Safe Tips and Tricks That Can Help You Stay Warm When Your Furnace Can’t Keep Up

 

People will be cold and tragedies will occur when extreme cold grips area homes.  The safety of people you care about may depend on understanding what is happening in the home and having the solutions to the problems caused by record lows.

 

The first issue is that a furnace that is properly sized by today’s mandated energy standards for your area can’t keep up in extreme cold weather.       

 

The second problem is that there will be people who cope with that fact by doing at the very least unhealthy things and more probably unsafe things to make at least one room in their home safe. The freezing weather will cause carbon monoxide poisonings, house fires and other tragic and avoidable stories that will be in the news. 

Why your furnace is destined for failure in extreme cold weather

Furnace sizing efficiency calculations are based on local weather, the house design and construction materials. Imagine you are picking out which coat you will wear. If it is 40 degrees out, we need a jacket that will keep us warm at that temperature. If we wear that same light weight jacket in minus 20 degree weather, we can’t stay warm. Your furnace is sized for the expected weather conditions, not record lows

 

The energy people want the furnace to be sized so that it will run most of the time at a steady rate.

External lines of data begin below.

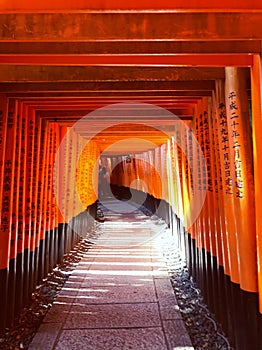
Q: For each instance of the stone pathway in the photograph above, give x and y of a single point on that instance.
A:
(119, 297)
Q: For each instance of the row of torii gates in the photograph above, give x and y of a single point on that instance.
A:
(168, 97)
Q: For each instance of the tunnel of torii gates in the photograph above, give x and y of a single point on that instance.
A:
(168, 99)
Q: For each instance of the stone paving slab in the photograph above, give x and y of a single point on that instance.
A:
(116, 295)
(46, 337)
(121, 316)
(113, 339)
(117, 298)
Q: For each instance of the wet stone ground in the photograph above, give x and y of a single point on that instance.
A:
(203, 330)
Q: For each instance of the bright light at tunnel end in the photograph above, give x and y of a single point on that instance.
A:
(120, 114)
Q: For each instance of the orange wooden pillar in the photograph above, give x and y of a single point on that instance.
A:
(3, 213)
(41, 199)
(256, 100)
(14, 227)
(20, 290)
(239, 134)
(240, 150)
(7, 275)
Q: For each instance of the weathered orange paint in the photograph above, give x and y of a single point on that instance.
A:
(256, 96)
(8, 184)
(204, 60)
(15, 5)
(240, 143)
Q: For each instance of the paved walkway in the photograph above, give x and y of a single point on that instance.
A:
(119, 297)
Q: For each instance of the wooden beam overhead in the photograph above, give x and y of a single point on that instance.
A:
(131, 60)
(132, 47)
(122, 95)
(60, 74)
(102, 25)
(140, 86)
(76, 114)
(40, 5)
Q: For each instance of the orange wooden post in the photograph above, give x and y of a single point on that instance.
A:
(240, 143)
(7, 273)
(20, 289)
(3, 214)
(217, 149)
(227, 183)
(41, 203)
(256, 96)
(14, 227)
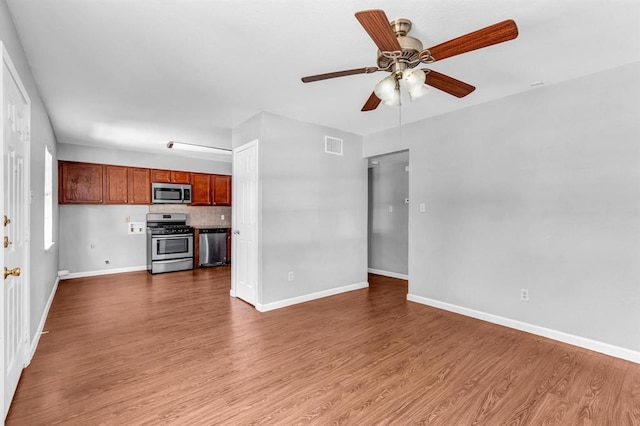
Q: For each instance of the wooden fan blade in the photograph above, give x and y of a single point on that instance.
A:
(447, 84)
(328, 75)
(376, 23)
(372, 103)
(493, 34)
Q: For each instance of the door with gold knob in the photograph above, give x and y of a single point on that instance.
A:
(14, 205)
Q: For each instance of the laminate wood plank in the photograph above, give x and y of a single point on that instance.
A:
(176, 349)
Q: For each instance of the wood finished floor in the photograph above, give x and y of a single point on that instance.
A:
(136, 349)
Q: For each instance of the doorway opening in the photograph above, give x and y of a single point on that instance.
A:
(388, 215)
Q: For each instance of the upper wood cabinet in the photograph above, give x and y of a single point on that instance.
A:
(116, 185)
(139, 186)
(170, 176)
(200, 189)
(80, 183)
(89, 183)
(221, 186)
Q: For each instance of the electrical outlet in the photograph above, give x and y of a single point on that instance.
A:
(136, 228)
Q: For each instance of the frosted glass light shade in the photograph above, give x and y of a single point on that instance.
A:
(414, 83)
(388, 91)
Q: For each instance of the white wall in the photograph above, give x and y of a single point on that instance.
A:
(389, 214)
(538, 191)
(44, 264)
(313, 208)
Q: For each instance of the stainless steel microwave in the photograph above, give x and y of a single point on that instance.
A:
(170, 193)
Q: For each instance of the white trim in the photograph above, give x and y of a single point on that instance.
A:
(102, 272)
(308, 297)
(388, 274)
(236, 265)
(583, 342)
(43, 320)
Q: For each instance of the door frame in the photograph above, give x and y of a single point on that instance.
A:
(234, 247)
(26, 220)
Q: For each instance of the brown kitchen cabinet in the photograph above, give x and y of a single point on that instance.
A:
(139, 185)
(127, 185)
(80, 183)
(170, 176)
(221, 186)
(116, 185)
(200, 189)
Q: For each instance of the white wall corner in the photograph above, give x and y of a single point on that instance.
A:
(308, 297)
(103, 272)
(43, 320)
(388, 274)
(593, 345)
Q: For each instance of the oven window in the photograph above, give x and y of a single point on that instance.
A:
(173, 245)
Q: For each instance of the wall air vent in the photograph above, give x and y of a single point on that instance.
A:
(332, 145)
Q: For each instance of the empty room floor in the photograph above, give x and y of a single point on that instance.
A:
(136, 349)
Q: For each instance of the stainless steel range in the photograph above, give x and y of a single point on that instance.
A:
(169, 243)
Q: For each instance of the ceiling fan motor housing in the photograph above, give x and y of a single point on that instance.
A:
(411, 48)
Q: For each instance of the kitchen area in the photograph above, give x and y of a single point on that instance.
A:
(111, 220)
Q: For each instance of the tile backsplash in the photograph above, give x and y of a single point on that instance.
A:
(198, 216)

When furnaces that turn on and off to quickly, they allow too much heat to escape out the chimney between cycles.     

Safely create a single warm room in your home

The horror stories that make the news are usually because of unsafe attempts to create a single warm room. Using a stove or space heaters with inadequate or unsafe wiring are common hazards. Fires caused by spills from kerosene heaters are another example. All of these things are known to be unsafe, but people desperate to get warm will do them. There are some better solutions.

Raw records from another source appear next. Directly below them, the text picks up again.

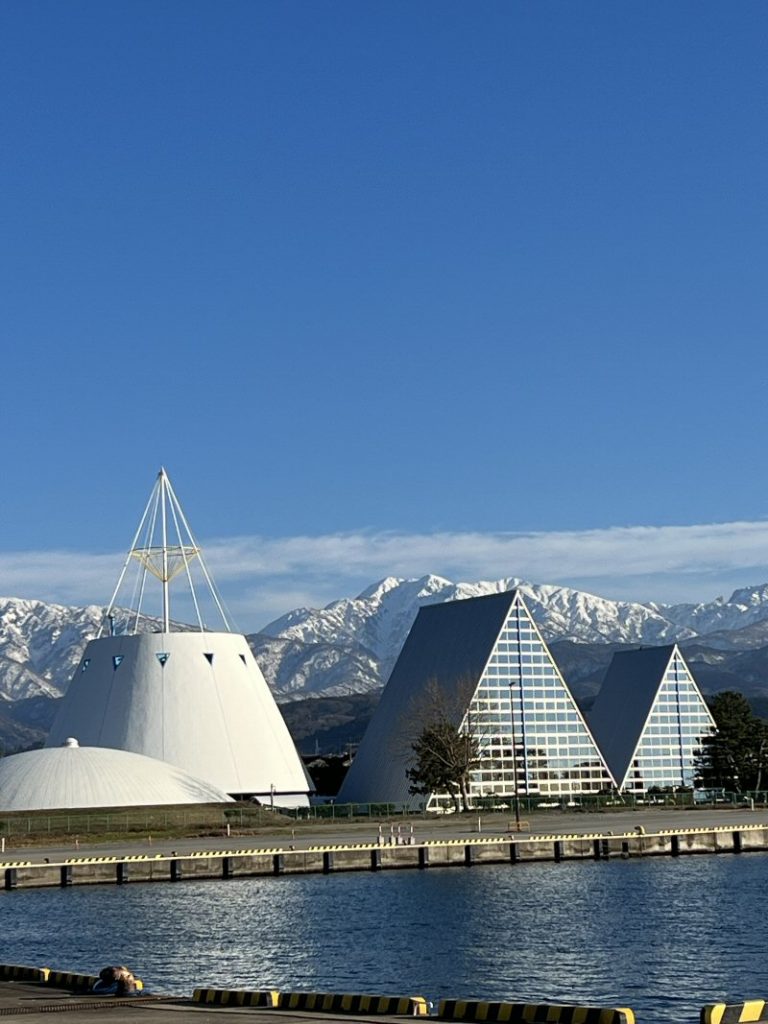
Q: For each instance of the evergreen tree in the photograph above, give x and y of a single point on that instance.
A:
(444, 757)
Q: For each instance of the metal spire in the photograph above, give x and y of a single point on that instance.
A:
(164, 547)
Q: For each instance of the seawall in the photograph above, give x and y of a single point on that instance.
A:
(255, 861)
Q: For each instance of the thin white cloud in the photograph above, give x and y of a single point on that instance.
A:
(262, 578)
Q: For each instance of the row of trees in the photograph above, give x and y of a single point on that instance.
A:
(734, 759)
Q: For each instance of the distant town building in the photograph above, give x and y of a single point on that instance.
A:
(185, 694)
(483, 664)
(649, 718)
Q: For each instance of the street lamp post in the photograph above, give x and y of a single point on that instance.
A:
(514, 756)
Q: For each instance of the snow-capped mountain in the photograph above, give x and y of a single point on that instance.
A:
(350, 645)
(380, 617)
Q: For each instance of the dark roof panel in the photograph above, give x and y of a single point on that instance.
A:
(624, 702)
(443, 655)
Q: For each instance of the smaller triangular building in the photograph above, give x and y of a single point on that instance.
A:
(649, 719)
(485, 664)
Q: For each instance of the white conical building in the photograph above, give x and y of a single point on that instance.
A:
(187, 695)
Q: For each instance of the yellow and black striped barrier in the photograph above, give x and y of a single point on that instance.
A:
(733, 1013)
(335, 1003)
(532, 1013)
(235, 997)
(15, 972)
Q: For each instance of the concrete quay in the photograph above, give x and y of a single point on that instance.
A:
(34, 1001)
(360, 846)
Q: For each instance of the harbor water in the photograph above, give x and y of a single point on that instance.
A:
(663, 936)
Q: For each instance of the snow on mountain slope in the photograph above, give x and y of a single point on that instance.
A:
(380, 616)
(350, 645)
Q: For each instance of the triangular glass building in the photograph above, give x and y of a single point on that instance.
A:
(486, 665)
(649, 718)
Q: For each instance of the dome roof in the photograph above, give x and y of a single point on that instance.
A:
(74, 776)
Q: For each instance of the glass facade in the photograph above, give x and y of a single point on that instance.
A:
(531, 736)
(678, 720)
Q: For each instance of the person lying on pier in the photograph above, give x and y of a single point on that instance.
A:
(116, 981)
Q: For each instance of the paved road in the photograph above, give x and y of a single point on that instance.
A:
(308, 834)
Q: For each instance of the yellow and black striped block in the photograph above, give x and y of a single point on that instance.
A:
(734, 1013)
(532, 1013)
(336, 1003)
(15, 972)
(235, 997)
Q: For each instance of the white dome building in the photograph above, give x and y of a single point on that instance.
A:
(195, 698)
(74, 776)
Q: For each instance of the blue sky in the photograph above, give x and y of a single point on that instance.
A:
(472, 289)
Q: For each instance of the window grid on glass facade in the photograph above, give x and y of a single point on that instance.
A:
(531, 736)
(676, 724)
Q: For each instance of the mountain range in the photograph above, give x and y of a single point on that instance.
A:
(342, 654)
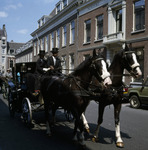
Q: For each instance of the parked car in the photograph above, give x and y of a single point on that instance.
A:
(138, 95)
(125, 89)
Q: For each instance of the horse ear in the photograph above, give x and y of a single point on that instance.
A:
(126, 48)
(130, 46)
(94, 52)
(123, 54)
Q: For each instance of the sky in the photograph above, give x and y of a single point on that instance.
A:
(20, 17)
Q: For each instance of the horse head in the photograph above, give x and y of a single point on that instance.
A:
(99, 68)
(131, 63)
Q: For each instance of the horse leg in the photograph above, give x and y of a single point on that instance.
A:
(78, 123)
(47, 120)
(86, 126)
(117, 108)
(54, 108)
(100, 120)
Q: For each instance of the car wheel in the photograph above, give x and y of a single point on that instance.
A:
(134, 102)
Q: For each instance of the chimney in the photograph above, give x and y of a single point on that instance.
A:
(4, 27)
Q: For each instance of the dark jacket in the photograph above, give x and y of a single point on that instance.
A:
(50, 62)
(40, 64)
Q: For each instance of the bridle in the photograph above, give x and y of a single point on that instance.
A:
(103, 76)
(131, 66)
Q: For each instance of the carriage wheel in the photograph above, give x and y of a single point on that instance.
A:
(4, 91)
(11, 104)
(68, 115)
(134, 102)
(26, 109)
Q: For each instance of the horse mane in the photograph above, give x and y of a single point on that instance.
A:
(116, 57)
(82, 66)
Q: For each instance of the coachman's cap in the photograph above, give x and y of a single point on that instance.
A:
(55, 50)
(41, 52)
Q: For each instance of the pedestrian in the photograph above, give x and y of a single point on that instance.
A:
(54, 63)
(40, 72)
(8, 75)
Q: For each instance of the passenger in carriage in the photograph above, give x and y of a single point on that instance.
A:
(54, 63)
(8, 75)
(40, 72)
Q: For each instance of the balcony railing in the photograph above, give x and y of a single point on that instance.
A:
(113, 38)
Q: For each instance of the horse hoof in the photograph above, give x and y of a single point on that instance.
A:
(82, 146)
(120, 144)
(87, 130)
(48, 134)
(94, 139)
(75, 142)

Select the room that will be your “warm room”, the place you hunker down. Take a two tract approach by protecting that room from heat loss and shifting heat from the rest of house to the “warm room”.

Use a nifty trick to move more heat to your “warm room”

When your furnace is not keeping up, it is not that your furnace isn’t making any heat. It is that there is not enough heat to heat all of the home. Think of it like you were trying to get a 2 man hot air balloon off the ground with a hair dryer.  That simply will not happen. Change the goal to getting a small toy balloon off the ground with a hair dryer and you will succeed. The point here is to concentrate the furnace heat in a smaller area.

 

Clean or change your furnace filter. Dirty filters can dramatically reduce the heat production ability of a furnace. You need that furnace to “be all it can be.”

 

One possible solution is to cover 10-25% of the surface of each register or radiator in all of the rooms outside of the “warm room”. Understand that these tricks should not be a long term solution because this can cause a new set of furnace maintenance problems.  Do not make the mistake of closing too much or too many registers. If air flow is too restricted in a furnace, it can become overheated and safety controls will shut the furnace down.

 

If you have hot water heat, put blankets over some for the registers in those other rooms. When you “insulate” radiators outside of the “warm room” the boiler water stays warmer and can better heat the “warm room”.

 

A safe space heater could also help. Do not place space heaters near flammables, or use any extension cords. Do not use worn or damaged units or worn cords. Do not fill kerosene heaters in room. Oil filled heaters tend to be the safest units. Heaters with exposed glowing wires are generally the least expensive, but least safe.

The other side of the warmth equation is to cut down the heat loss in your “warm room”.

  • Close your window blinds if you have them. 
     
  • Place blankets over the windows using the curtain rods. Blankets greatly reduce window heat loss.   
     
  • Drape blankets or plastic in the room openings such as doors and doorways.  
      
  • If you can cover windows in areas outside of your warm room, do so. When you reduce heat loss for anywhere in the entire home, you help your warm room. 
     
  • Figure a path to the outside that does not require opening an exterior door in or near the “warm room”. As an example, if you pick the living room, your way out of the house should be the basement

Needed prevention in the rest of the home

When you have cut down heat to the rest of the home, you need to have concerns about freeze protection in the lower heat areas.   For detailed information about protecting your home from freezing, go to http://www.pittsburghmoldtesting.com/FrozenPipesArticle   

 

If you need to leave the home, turn off the main water valve to the house. If your pipes freeze, turning off that valve could avoid costly, unpleasant and inconvenient water damage and mold remediation.

 

Bring your CO detector into the room you're trying to heat.

 

A Final Word

If you know a senior or other person who has difficulty keeping their home warm, look in on them and lend a hand.